The “bad boys” from Oakland made a good first impression on Mexico’s football fans. Dallas then promised them a long-delayed look at Emmitt Smith.
Raider fans outnumbered Cowboy followers Sunday at Mexico City as the teams got a look--or at least a glimpse at the part of the field not covered by a tarp during a drizzling rain--at 112,000-seat Azteca Stadium, where they will play tonight in an exhibition game.
Cowboy coaches had earlier said they would keep Smith out of the game to avoid the risk of an injury to the running back.
But Smith said Sunday night that “fans were kind of excited about me playing, so the coaches finally pulled the trigger and allowed me to come out and play.”
He said he would be there “unless something drastic happens.”
It’s the sixth time since 1978 the NFL has brought a preseason game to Mexico City. Soccer is king here, but NFL games are popular on television and local football teams have a decent following.
“We’re very optimistic about the future of the sport here,” NFL Commissioner Paul Tagliabue said. “There are millions of fans in Mexico.”
The Cowboys and their cheerleaders have long been fan favorites here, aiming marketing toward Mexico and taking part in past preseason American Bowls.
But it was the Raiders--known locally as the “Malosos” or “Bad Boys"--who charmed the crowd, with silver and black the predominant colors among about 500 fans who turned out Sunday.
The security-conscious Cowboys shunned fans on their arrival Saturday evening at a hotel one newspaper described as a “bunker.” Raider stars, meanwhile, signed autographs and joked with children.
“Which bad boys?” asked a headline in the newspaper Reforma.
The newspaper Milenio called it “a first triumph” for the Raiders, and complained that “the Dallas Cowboys opted to hide and avoid any contact with Mexican people.”
The sports newspaper Ovaciones chided the Cowboys as “divas.”
Raider tight end Roland Williams joked with a girl who handed him a Cowboy helmet to sign: “No, no. I’m with the Raiders. I’m one of the good guys.”
With the NFL ready to start using replacement officials in next week’s exhibition finales, Tagliabue reiterated that their union must give some ground in talks that will be renewed tonight.
“Their position until now has been very unyielding,” said Tagliabue, who instead of staying in Mexico for tonight’s game will fly to Dallas to negotiate with Tom Condon, the agent who represents the officials.
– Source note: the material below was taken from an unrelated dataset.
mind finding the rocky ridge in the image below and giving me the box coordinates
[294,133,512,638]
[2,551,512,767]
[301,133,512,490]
“I think it’s very important for them to recognize that they have to make a significant change in their point of view and take seriously the offer I sent out last week to all of the officials.”
The NFL is offering officials a 40% increase immediately and a doubled salary by 2003. Last week, the league hired 106 replacement officials, who were guaranteed $4,000 each for two games whether or not they work.
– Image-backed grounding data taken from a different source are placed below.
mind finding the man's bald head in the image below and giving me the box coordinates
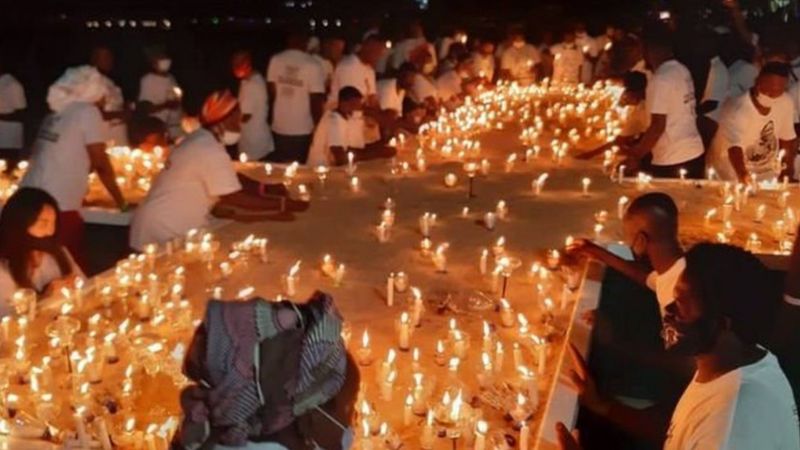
[624,192,679,241]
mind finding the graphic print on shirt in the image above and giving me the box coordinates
[278,65,303,98]
[747,120,776,175]
[36,115,60,143]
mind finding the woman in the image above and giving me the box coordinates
[0,188,84,315]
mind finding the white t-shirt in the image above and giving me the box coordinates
[98,73,128,146]
[436,71,463,103]
[646,60,704,166]
[138,72,182,138]
[129,128,242,250]
[267,49,326,136]
[312,54,334,88]
[410,74,439,104]
[575,33,598,85]
[709,92,797,181]
[550,43,584,85]
[702,57,731,122]
[307,110,352,167]
[377,79,405,114]
[665,351,800,450]
[0,74,26,149]
[500,44,541,82]
[22,102,104,211]
[621,102,651,138]
[389,38,437,71]
[728,60,758,99]
[0,250,84,317]
[645,257,685,316]
[788,82,800,124]
[471,53,496,81]
[238,72,274,160]
[329,54,377,105]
Condon, who has a reputation for settling player contracts at the last minute, has said all along he believes the dispute will be decided at the last minute.
“I think we can get something done in Dallas,” he said.
The Green Bay Packers waived a dozen players, including Kevin Stemke, who played high school ball in Green Bay and won the Ray Guy Award as the nation’s top college punter at Wisconsin last year.
Stemke punted three times during the preseason for a 39.7-yard average. He improved as training camp progressed but never came close to unseating Josh Bidwell, who had a 71-yard punt Saturday night against Miami.
Also cut were quarterback Michael Bishop, acquired on waivers from New England last week, offensive lineman Richard Mercier, defensive linemen Giradie Mercer and Aaron Fields and cornerback Corey Chamblin, all second-year pros.
Six rookies and first-year players were cut: wide receiver Jason Franklin, offensive linemen Marques McFadden and Tom Schau, linebacker London Dunlap and defensive backs Damien Demps and Sam Young.
The Indianapolis Colts released three veterans--linebackers Dwight Hollier and Ratcliff Thomas and kicker Danny Kight--as they began paring their roster to 65 ... The New England Patriots waived six players: offensive tackle Stephen Neal, long snapper Ryan Benjamin, wide receivers Ronney Daniels and Shockmain Davis, defensive end Reggie Grimes and linebacker Yubrenal Isabelle ... The Miami Dolphins waived 11 players: defensive tackle Buck Gurley, center Jason Andersen, defensive ends Rameel Connor and Devon Finn, wide receivers David Foye and Daniel Guy, linebacker Aaron Gatten, fullback Matt Kalapinski, cornerback Zebbie Lethridge, tackle Michael Lies and safety Nick Sorensen.